California needs system to track students as they move from school to the workforce, report says

FERMIN LEAL/EDSOURCE TODAY

Despite commanding roughly 40 percent of state spending, California’s system of public education, from kindergarten to college, cannot answer whether students are successfully moving from school to the workforce.

report released Monday by Education Insights Center, a research group at CSU Sacramento, says that California should be able to answer the following questions about its students:

  • Which high schools excel at graduating students prepared for college?
  • Are high schools that receive additional state money to assist low-income students increasing the number of students heading to college?
  • Do students who don’t immediately head to college after graduating from high school eventually enter a community college, California State University or University of California?
  • How do these and other outcomes vary by race, region, the incomes of families and other factors?

What’s missing, according to the new report, is a data system in California connecting information about students as they move through K-12 and college into the workforce.

And as the state Legislature and the governor allocate more spending on programs designed to improve student outcomes, having good data is essential to monitoring the progress of those programs, the report said. The authors of the report wrote, “It is imperative for the state to be able to understand the success of its various reforms and initiatives.”

They added that it’s “equally important that school districts, community colleges and universities are able to assess and improve their programs, which requires access to information about their students’ prior educational experiences and their students’ success in further education and the workforce.”

According to the Data Quality Campaign, which advocates for better state data, 45 states have a data system that links K-12 and higher-ed data. Some advocates would like to see a system that connects students in pre-school through the workforce. The Education Commission of the States reported in 2016 that 16 states had data systems connecting their early education programs through the workforce.

The barrier isn’t a technical one, the Education Insights report said. Rather, it’s about political will. “It’s the political, relational trust that are the issues, that present the biggest challenge,” said Colleen Moore, a co-author of the report with Kathy Reeves Bracco.
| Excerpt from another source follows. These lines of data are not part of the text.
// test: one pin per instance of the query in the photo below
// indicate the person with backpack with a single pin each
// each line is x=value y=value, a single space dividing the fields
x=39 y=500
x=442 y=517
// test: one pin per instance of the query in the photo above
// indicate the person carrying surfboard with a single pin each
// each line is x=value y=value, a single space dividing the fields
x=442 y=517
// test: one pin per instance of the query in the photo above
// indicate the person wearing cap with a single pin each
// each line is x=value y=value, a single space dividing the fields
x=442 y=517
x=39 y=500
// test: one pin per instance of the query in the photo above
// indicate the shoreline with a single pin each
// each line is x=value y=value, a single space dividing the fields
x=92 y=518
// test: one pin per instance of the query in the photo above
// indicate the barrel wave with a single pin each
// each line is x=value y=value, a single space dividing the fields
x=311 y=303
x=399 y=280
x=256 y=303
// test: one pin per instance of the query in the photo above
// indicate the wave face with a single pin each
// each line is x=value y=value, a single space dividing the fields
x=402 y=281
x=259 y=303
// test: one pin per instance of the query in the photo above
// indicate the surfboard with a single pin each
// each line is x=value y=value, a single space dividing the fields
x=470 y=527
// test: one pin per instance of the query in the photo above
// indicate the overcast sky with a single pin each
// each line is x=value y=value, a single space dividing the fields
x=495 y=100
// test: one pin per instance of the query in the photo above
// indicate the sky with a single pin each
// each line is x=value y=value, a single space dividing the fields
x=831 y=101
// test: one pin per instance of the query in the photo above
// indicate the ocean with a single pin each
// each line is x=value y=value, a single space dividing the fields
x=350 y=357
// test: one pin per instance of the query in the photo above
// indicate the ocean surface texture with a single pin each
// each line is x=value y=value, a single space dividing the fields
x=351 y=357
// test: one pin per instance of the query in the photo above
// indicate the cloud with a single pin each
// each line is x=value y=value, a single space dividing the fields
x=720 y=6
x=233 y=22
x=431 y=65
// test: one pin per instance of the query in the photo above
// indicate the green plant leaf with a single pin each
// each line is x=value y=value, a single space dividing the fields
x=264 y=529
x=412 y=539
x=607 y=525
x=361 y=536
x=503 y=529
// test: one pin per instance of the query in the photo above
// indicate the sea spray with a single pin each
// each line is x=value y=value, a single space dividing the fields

This report is the fourth in a series exploring the state’s lack of such a system and included conversations with roughly 70 state and national policy experts and officials.

The political headwinds come from several sources, including uncertainty among the education agencies over who will control the data and whether it’ll be used to criticize or even penalize the systems for their performance.

Meanwhile, the Legislature has considered several bills in the past few years to create such a data-linking system, but none has prevailed, in part because Gov. Jerry Brown expressed skepticism that such a system is needed. But with just months remaining in Brown’s final term in office, a new governor may prove to be more favorable to the Legislature’s efforts. Democratic candidate for governor Gavin Newsom, who is considered Brown’s likely successor, has expressed strong support for such a data system.

“This is profoundly important, and it gets lost because you don’t usually get celebrated for your IT upgrades,” Newsom said in March.

The state does have some data linking different education agencies. The UC and CSU systems provide the public with information on the number of students who enroll and graduate from individual high schools. A UC website shows earnings by popular majors. The community colleges offer something similar through Salary Surfer. Still, gaps remain.

A 2017 Education Insights report stated that the true college-completion rate of students from a particular high school is unclear because students may attend more than one college or transfer between systems. It “is impossible for high schools to learn, from data they provide to the state, about the overall success rates of their students.”

As EdSource has previously reported, the lack of a statewide data system linking student records as they move from kindergarten through college and the labor market forces parents and educators to make decisions without the best information. Parents looking to pick a high school for their child can’t find a complete picture of how many students advanced to college and graduated with a bachelor’s degree. Having a data system could also allow superintendents to see how many of their advanced English high school students earned low grades in their college English class as a way to improve the quality of their high school courses.

One of the more contentious issues is who will control the data system, the authors said. They recommend a state agency with the sole task of managing the data.

Moore and Bracco wrote that maintaining a statewide data system would require about $2 million annually, citing conversations with experts and researchers. Start-up costs would be reasonable, too, because California’s education agencies each have strong individual data systems already, the report argued. Some initial costs include additional computing, staff time and data security. Other states have managed to link student records across their education agencies even though they use different approaches to identifying students, the report notes.

The report said that some education analysts and supporters of a data system advocate for one that reports data in real time. That would require a system of instant updates, which would be more costly than a system that is updated a few times a year.